如何让scala字符串拆分以匹配python

Question

I am using spark-shell and pyspark to do word count on one article. 我正在使用spark-shell和pyspark对一篇文章进行字数统计。 scala flatmap on line.split(" ") and python split() get different word counts (scala has more). line.split（“”）和python split（）上的scala flatmap获得不同的字数（scala有更多）。 I tried split(" +") and split("\\W+") in the scala code, but can not get the count to come down to the same as the python one. 我在scala代码中尝试了split（“+”）和split（“\\ W +”），但无法将计数归结为与python相同。
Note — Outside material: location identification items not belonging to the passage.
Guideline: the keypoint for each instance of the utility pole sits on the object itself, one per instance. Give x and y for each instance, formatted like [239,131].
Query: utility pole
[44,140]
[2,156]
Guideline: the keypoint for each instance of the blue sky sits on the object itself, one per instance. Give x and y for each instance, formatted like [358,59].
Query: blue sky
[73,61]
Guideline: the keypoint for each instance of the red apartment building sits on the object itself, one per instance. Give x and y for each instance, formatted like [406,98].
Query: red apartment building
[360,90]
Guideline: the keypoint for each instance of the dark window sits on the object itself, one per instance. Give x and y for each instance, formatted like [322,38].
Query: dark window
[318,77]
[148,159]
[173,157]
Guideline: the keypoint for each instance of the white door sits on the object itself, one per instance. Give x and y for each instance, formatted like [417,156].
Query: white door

Anyone knows what pattern would match python exactly? 有谁知道什么模式会完全匹配python？

Answer 1

Python's str.split() has some special behaviour for default separator: Python的str.split()对默认分隔符有一些特殊的行为：

runs of consecutive whitespace are regarded as a single separator, and the result will contain no empty strings at the start or end if the string has leading or trailing whitespace. 连续空格的运行被视为单个分隔符，如果字符串具有前导或尾随空格，则结果将在开头或结尾处不包含空字符串。 Consequently, splitting an empty string or a string consisting of just whitespace with a None separator returns [] . 因此，将空字符串或仅由空格组成的字符串拆分为None分隔符将返回[] 。

For example, ' 1 2 3 '.split() returns ['1', '2', '3'] 例如， ' 1 2 3 '.split()返回['1', '2', '3']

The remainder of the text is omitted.